EADS still felt that it had a fair chance to win the U.S. tanker competition, Gallois said, noting that the U.S. government was treating the European company fairly and EADS remained convinced it was offering a better plane.
The 8,800-page EADS bid was submitted to the Air Force last Thursday, Gallois said. A third competitor, U.S. Aerospace Inc (USAE.OB), submitted a last-minute bid together with Antonov, the state-owned Ukrainian plane builder.
Gallois said the tanker competition was clearly “a big deal” for EADS and a victory would make the European company, with big factories in France, Germany, Spain and Britain, “a citizen of the U.S.” in terms of manufacturing aircraft.
But he said EADS planned to expand its U.S. presence whether it won the tanker deal or not, given the huge size of the U.S. defense market.
“We have to be in the U.S. It is a huge market and clearly, we need to win in this country,” he said, although he noted the tanker order would involve production of just 15 to 18 planes a year, a small fraction of the 500 planes EADS builds each year for commercial and government customers.
EADS is also keen to build a new plant in the dollar zone to hedge against currency fluctuations, but Gallois welcomed the euro’s move to what he called “a more reasonable rate.”

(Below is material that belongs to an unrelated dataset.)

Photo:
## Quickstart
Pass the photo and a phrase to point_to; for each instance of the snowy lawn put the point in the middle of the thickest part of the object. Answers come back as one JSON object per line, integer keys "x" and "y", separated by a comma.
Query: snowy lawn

“We know we have to adjust the company to a weak dollar so if the dollar is stronger, it’s upside for us,” he said. “We don’t think that the euro is weak at 1.20 (dollars).”
Gallois also rejected speculation by some U.S. critics that EADS had submitted a money-losing proposal. “We prefer to lose (the competition) than not to get money,” he said.
He said EADS was also still looking for acquisitions, after its board backed away from a deal valued at around $1 billion in late 2008 after the start of the global economic crisis.
The board was now more supportive of acquisitions, he said, given EADS’ strong cash position and the improving economy.
Gallois said EADS was ready to spend “a reasonable amount” on an acquisition in the United States, but declined to give details about any kind of price target.
Marwan Lahoud, chief marketing and strategy officer for the company, which is based in Munich, Paris and Madrid, said EADS was focused on several areas for possible acquisitions, including services and unmanned aerial vehicles.
“We need to find those targets that make the difference, whatever the size,” he said.